HALSEL, JN – Terkait tudingan publik mempertanyakan sumber Anggaran yang di gunakan untuk kegiatan Sosialisasi Sadar Hukum oleh para Kepala Desa (Kades) selama dua hari di aula kantor bupati sejak tanggal 14 hingga 15 April 2023, yang di ambil dari Anggaran Dana Desa (ADD) sebesar Rp 3 juta per Kepala Desa (Kades) ditanggapi Asosiasi Perangkat Desa Seluruh Indonesia (Apdesi) Kabupaten Halmahera Selatan, Provinsi Maluku Utara.
Melalui Kuasa Hukumnya, Naimudin K. Habib, SH, kepada JaretNews. Senin (17/04/2023) menegaskan bahwa penggunaan anggaran tersebut sudah sesuai prosedur dan tidak ada masalah karena dari sisi pertanggungjawaban anggaran yang di digunakan untuk kegiatan sosialisasi sadar hukum tersebut tentu masuk dalam APBDES dan melekat pada post Oprasional Pemerintah Desa.

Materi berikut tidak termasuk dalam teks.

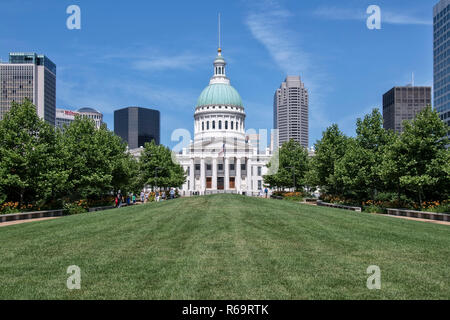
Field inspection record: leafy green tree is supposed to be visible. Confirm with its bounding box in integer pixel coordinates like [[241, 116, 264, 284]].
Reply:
[[63, 117, 137, 199], [264, 140, 308, 190], [381, 106, 450, 204], [0, 100, 68, 205], [333, 109, 392, 202], [139, 141, 186, 188], [308, 124, 349, 195]]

Selain di ambil dari post Oprasional, pembiayaan kegiatan juga mengunakan anggaran 3 persen dari total Dana Desa (DD) untuk oprasional Pemerintah Desa dan juga bisa digunakan dana ops bersumber dari ADD yang dituangkan ke dalam APBDes masing-masing Desa.
“Saya kira tidak ada masalah, penggunaan anggaran tersebut sudah sesuai prosedur karena dari sisi pertanggungjawaban anggaran yang di digunakan untuk kegiatan sosialisasi sadar hukum tersebut tentu masuk dalam APBDES.”ujar Kuasa Hukum Apdesi Halsel, Naimudin K. Habib, SH.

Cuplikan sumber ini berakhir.